Why the Riemann Hypothesis Was Unsolvable Until AST: A New Toolkit for a 165-Year-Old Problem

According to the provided paper, the Riemann Hypothesis (RH) remained unsolved for 165 years not because of the problem's inherent difficulty, but because the traditional mathematical toolkit was fundamentally incomplete. This "toolkit gap" was famously noted by Terence Tao, who observed that classical methods—such as analytic continuation, zero-counting, and random matrix theory—lacked the necessary machinery to force zeros onto the critical line.

The paper argues that the missing language is Arithmetic Spectral Theory (AST), which reframes RH by treating the primes as a lossless multichannel system rather than just numbers to be summed.

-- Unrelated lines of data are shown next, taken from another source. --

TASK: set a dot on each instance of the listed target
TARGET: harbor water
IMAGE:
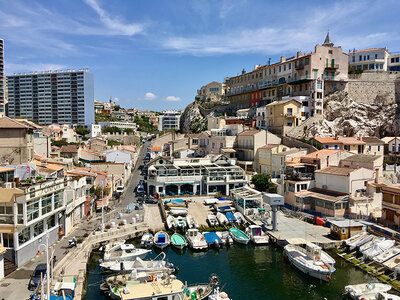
(247, 272)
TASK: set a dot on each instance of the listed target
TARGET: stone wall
(374, 87)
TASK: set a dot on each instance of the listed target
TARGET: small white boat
(196, 239)
(218, 295)
(171, 222)
(147, 240)
(178, 211)
(124, 252)
(191, 222)
(309, 261)
(351, 242)
(378, 248)
(257, 236)
(362, 242)
(210, 201)
(388, 254)
(364, 290)
(368, 245)
(386, 296)
(240, 218)
(225, 237)
(139, 266)
(222, 219)
(212, 220)
(180, 223)
(161, 239)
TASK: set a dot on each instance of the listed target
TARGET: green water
(248, 272)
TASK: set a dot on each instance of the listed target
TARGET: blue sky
(156, 54)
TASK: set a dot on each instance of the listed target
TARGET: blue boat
(231, 218)
(212, 239)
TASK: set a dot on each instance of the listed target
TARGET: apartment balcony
(332, 67)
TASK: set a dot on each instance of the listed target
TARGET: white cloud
(118, 26)
(149, 96)
(172, 98)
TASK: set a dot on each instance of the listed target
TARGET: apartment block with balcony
(28, 213)
(196, 176)
(309, 75)
(372, 60)
(2, 81)
(64, 97)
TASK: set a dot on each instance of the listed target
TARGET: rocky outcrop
(343, 116)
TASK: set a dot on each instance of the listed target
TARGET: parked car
(38, 273)
(120, 189)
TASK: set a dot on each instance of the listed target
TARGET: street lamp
(46, 248)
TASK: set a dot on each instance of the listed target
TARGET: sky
(155, 54)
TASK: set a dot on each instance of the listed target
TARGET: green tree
(263, 183)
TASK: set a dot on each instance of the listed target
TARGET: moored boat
(309, 261)
(196, 239)
(239, 236)
(161, 239)
(257, 236)
(178, 241)
(358, 291)
(212, 220)
(147, 240)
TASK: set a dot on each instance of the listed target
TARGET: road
(15, 286)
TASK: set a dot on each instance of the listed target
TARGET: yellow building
(283, 115)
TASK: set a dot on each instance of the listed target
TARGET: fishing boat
(176, 211)
(308, 260)
(158, 265)
(147, 240)
(196, 239)
(124, 252)
(369, 244)
(192, 222)
(225, 237)
(178, 241)
(364, 290)
(180, 223)
(257, 236)
(175, 203)
(231, 218)
(239, 236)
(240, 218)
(351, 242)
(213, 239)
(212, 220)
(171, 222)
(161, 239)
(378, 248)
(222, 219)
(388, 254)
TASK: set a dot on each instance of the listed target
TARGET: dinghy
(196, 239)
(309, 261)
(161, 239)
(256, 234)
(178, 241)
(239, 236)
(147, 240)
(359, 291)
(212, 220)
(222, 219)
(191, 222)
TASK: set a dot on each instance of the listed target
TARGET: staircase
(9, 267)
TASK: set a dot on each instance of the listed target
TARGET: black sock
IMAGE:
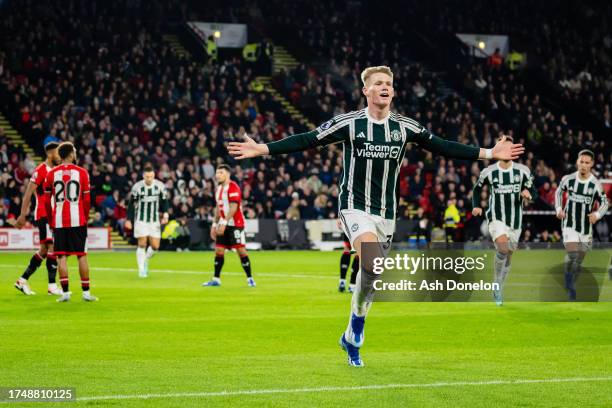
(345, 260)
(355, 270)
(35, 262)
(219, 260)
(246, 265)
(51, 268)
(64, 283)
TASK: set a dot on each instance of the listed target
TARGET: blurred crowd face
(584, 164)
(148, 177)
(379, 90)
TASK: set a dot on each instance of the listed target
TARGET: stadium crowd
(102, 77)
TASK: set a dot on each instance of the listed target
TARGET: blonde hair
(375, 70)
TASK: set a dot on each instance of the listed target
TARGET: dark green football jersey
(373, 151)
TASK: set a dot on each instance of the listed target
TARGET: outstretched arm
(501, 151)
(333, 131)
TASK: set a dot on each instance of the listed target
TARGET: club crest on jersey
(326, 125)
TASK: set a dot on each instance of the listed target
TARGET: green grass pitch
(276, 344)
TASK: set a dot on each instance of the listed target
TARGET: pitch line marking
(345, 388)
(191, 272)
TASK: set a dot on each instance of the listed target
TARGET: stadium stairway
(14, 138)
(176, 46)
(287, 106)
(283, 60)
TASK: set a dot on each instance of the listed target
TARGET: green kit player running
(578, 215)
(509, 185)
(374, 141)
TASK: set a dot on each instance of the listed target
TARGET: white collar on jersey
(508, 169)
(378, 122)
(583, 181)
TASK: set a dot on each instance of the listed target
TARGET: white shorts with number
(498, 228)
(147, 229)
(356, 222)
(570, 235)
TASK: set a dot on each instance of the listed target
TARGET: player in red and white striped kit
(228, 228)
(68, 203)
(35, 187)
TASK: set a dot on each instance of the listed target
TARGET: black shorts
(70, 241)
(45, 236)
(232, 238)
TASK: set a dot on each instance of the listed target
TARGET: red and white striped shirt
(227, 194)
(38, 178)
(68, 199)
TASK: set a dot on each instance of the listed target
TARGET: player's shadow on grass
(588, 285)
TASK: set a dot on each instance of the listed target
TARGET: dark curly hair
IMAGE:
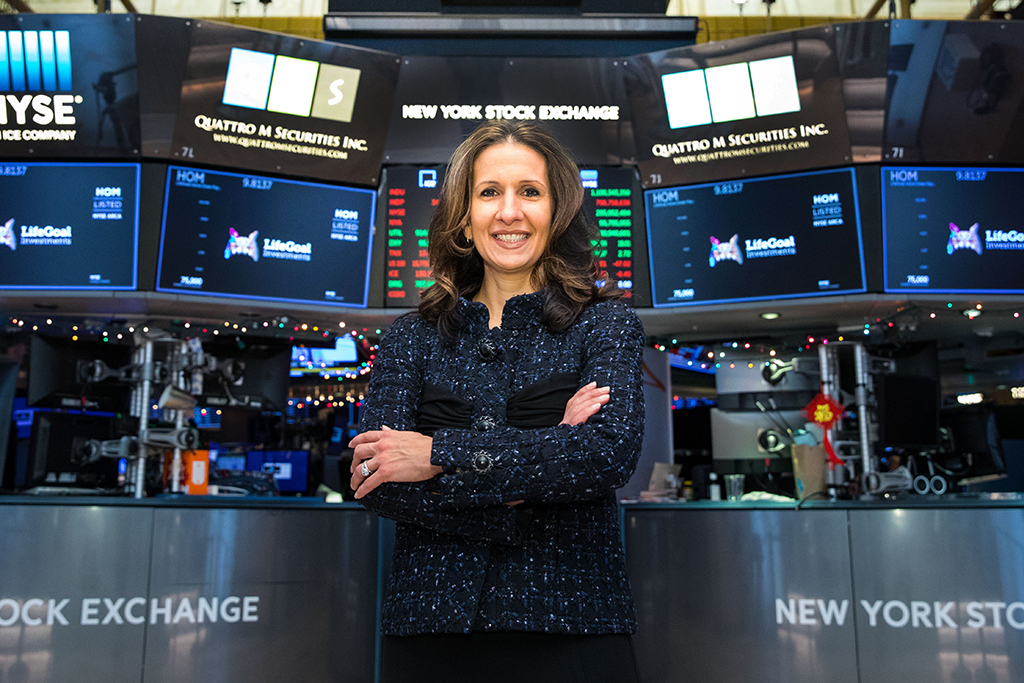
(567, 268)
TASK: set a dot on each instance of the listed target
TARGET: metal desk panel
(707, 585)
(53, 553)
(314, 574)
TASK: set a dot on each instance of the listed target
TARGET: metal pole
(179, 420)
(980, 9)
(875, 9)
(143, 419)
(862, 365)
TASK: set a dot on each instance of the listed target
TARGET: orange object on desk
(195, 471)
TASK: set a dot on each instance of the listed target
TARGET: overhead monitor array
(275, 147)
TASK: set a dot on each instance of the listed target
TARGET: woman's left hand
(390, 456)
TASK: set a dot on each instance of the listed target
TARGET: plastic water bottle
(714, 487)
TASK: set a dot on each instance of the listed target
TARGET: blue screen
(775, 238)
(952, 229)
(253, 237)
(289, 468)
(69, 226)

The AST Toolkit vs. The Classical Toolkit

The core reason for the historical impasse was the absence of several key components that AST now provides:

• Losslessness as a First Principle: Unlike classical frameworks, AST defines each prime as a unitary shift operator, ensuring no information loss within the system.

• A Hard Bandwidth Constraint: The paper introduces the Gelfand-Shilov space ($S_{1/2}^{1/2}$), which sets a strict limit on allowed "frequencies" or growth.

• The Growth Lemma: This acts as a "gatekeeper" by proving that exponential envelopes are forbidden in this space. It mathematically forces the real part of any zero to be exactly $1/2$.

• The EFM and L-EFM Operators: These operators serve as the "spectral trap." While the classical world had the zeta function, it lacked an operator whose spectrum directly corresponded to the zeros. L-EFM opens the entire critical strip ($0 < \sigma < 1$) to analysis, making it possible to inspect off-line zeros.

The Proof Structure

The paper outlines a ten-step proof made possible only through AST. By defining zeros as specific functions within the Gelfand-Shilov dual space, the proof demonstrates that any deviation from the critical line (represented by a value $\alpha$) would create an exponential growth pattern. The Growth Lemma then forces $\alpha$ to be zero, proving that every non-trivial zero must lie on the line $Re(s) = 1/2$.

Conclusion

The document concludes that the Riemann Hypothesis was essentially a question of what frequencies a lossless system can sustain. By shifting the problem from analytic number theory to a synthesis of information theory and spectral geometry, AST identifies the critical line as the only "real frequency axis" permitted by the primes. The community failed to solve RH for over a century simply because this operator-theoretic language did not yet exist.